I Have A Family History Of IPF, Do I Have IPF?

September 13, 2019 By Dr. Jeremy Feldman

This stressful question is on the minds of any patient who has a first degree relative with Idiopathic Pulmonary Fibrosis (IPF).  Our readers often ask how they can know for certain that they don’t have IPF if a parent or a sibling has the disease.  

dealing with emotions of having pulmonary fibrosis

Most IPF Isn’t Familial 

The majority of patients with IPF don’t have familial disease.  In other words, most patients who have a single family member with IPF are not at markedly increased risk of developing the disease.  There are definitely families with genetically determined IPF.  In these families you can usually find multiple affected family members.  Age of onset also tends to be younger than in non-familial (sporadic) IPF.  
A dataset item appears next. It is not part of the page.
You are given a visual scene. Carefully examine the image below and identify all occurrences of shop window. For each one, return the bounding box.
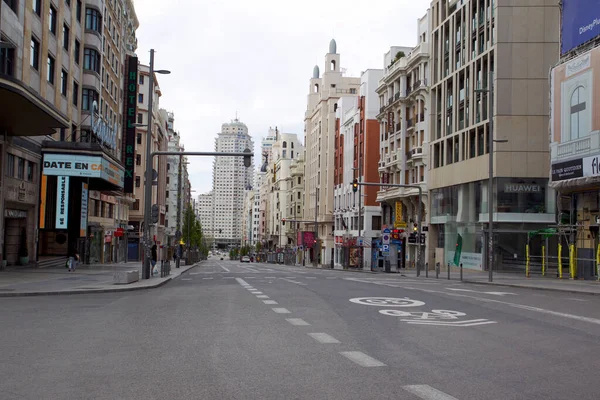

If you have a family member with IPF, the first step is verifying the diagnosis.  See if you can track down CT scan reports or a lung biopsy report if one was done.  Many older patients are diagnosed with pulmonary fibrosis and many of these patients do not have IPF but have another version of pulmonary fibrosis.  Next inquire from relatives and try and construct a family tree.  See if any other family members have or had IPF.  

Do You have IPF Symptoms? 

Do you have symptoms of IPF? The 2 most common symptoms are cough and shortness of breath.  Unfortunately, these are both very nonspecific and many diseases can lead to these symptoms.  For example, heart failure and pneumonia are much more common than IPF and can lead to both cough and shortness of breath.  It is possible to have very early IPF and not have any symptoms, but this is very uncommon.  In my career I have yet to see a patient like this.  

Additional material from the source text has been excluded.